Gambar 3: Diagram Alir Konsumsi Feedstock dan Jumlah Produk Kimia tahun 2017 [1]
Konsumsi energi fosil tersebut di atas menyebabkan munculnya emisi CO2 dari industri petrokimia, yang secara keseluruhan saat ini mencapai 1,5 Gigaton/tahun atau sekitar 18% dari total emisi industri di seluruh dunia [1]. Total emisi CO2 tersebut berasal dari dua proses utama, yaitu:
- Pengolahan feedstock (nafta, LPG, gas, dll ) menjadi produk kimia turunan yang mengeluarkan emisi CO2 sebesar 0,2 Gigaton/tahun, yang merepresentasikan selisih kandungan karbon antara feedstock dengan produk kimia turunan.
- Penggunaan bahan bakar fosil untuk energi (uap, panas, dan listrik) yang digunakan dalam industri petrokimia tersebut, yang mengeluarkan emisi CO2 sebesar 1,3 Gigaton/tahun.
Skema Dekarbonisasi Industri Petrokimia
Perjanjian Paris telah mengamanatkan untuk mewujudkan Net Zero Emission (NZE) pada tahun 2050. Atas hal tersebut, dekarbonisasi di berbagai sektor seperti industri, transportasi, bangunan dan lain-lain menjadi hal yang perlu dilaksanakan. Sektor industri petrokimia, sebagai salah satu sektor yang mengeluarkan emisi CO2 dalam jumlah cukup besar, yaitu 1,5 Gigaton/tahun juga memerlukan untuk dilakukan dekarbonisasi demi mewujudkan cita-cita NZE 2050.
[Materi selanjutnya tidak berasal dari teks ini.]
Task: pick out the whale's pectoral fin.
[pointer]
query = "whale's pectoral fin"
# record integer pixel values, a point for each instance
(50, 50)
Sejalan dengan itu, IEA (2017) telah mengeluarkan roadmap untuk skenario perkembangan industri petrokimia ke depan, yaitu dengan dua skenario sebagai berikut:
1). Reference Technology Scenario (RTS), yaitu skenario perkembangan industri petrokimia hingga tahun 2050 dengan mengikuti biaya optimal untuk operasional dan peralatan. Skenario ini berbasis pada peningkatan demand minyak bumi sebesar 10 juta BPD pada tahun 2030 dan meningkat lagi sebesar 7 juta BPD pada tahun 2050, juga berbasis pada peningkatan demand gas alam sebesar 850 BCM pada tahun 2030 dan meningkat lagi sebesar 4% hingga 2050. Konsekuensi dari hal ini adalah peningkatan emisi CO2 sebesar 30% pada tahun 2050 jika dibandingkan dengan emisi CO2 pada tahun 2017.  Adapun demand bahan kimia primer diperkirakan meningkat 30% pada tahun 2030 dan 60% pada tahun 2050, yang berimplikasi meningkatnya produk akhir industri kimia hingga lebih dari satu milyar ton pada tahun 2050. Dengan adanya efisiensi energi seiring perkembangan teknologi, maka intensitas penggunaan energi di sektor kimia primer akan turun dari 16,2 GJ/ton pada tahun 2017 hingga 14,7 GJ/ton pada tahun 2030 dan 12 GJ/ton pada tahun 2050.
Meskipun total emisi CO2 meningkat sebesar 30% pada tahun 2050, namun pada dasarnya intensitas emisi CO2 menurun di sektor kimia primer yaitu dari 1,7 tonCO2/ton pada tahun 2017 menjadi 1,4 tonCO2/ton pada tahun 2050. Faktor utama yang menurunkan intensitas emisi CO2 adalah adanya implementasi Carbon Capture Utilization & storage (CCUS) yang digunakan untuk pembuatan Urea, yang diperkirakan penggunaannya akan tumbuh hingga 50% pada tahun 2050. Berikut ini adalah grafik intensitas energi hingga tahun 2050 untuk skenario RTS:
Gambar 4: Grafik Intensitas Emisi CO2 dalam Skenario RTS [1]
2). Clean Technology Scenario (CTS), yaitu skenario yang serupa dengan RTS namun dengan mengurangi emisi CO2 sebesar 45% pada tahun 2050 dan menyelaraskannya dengan program IEA Sustainable Development Scenario yang terdiri atas tiga unsur, yaitu akses universal ke pelayanan energi tahun 2030 (terutama energi listrik dan clean cooking), mengikuti perjanjian Paris, dan pengurangan polutan lain secara luas.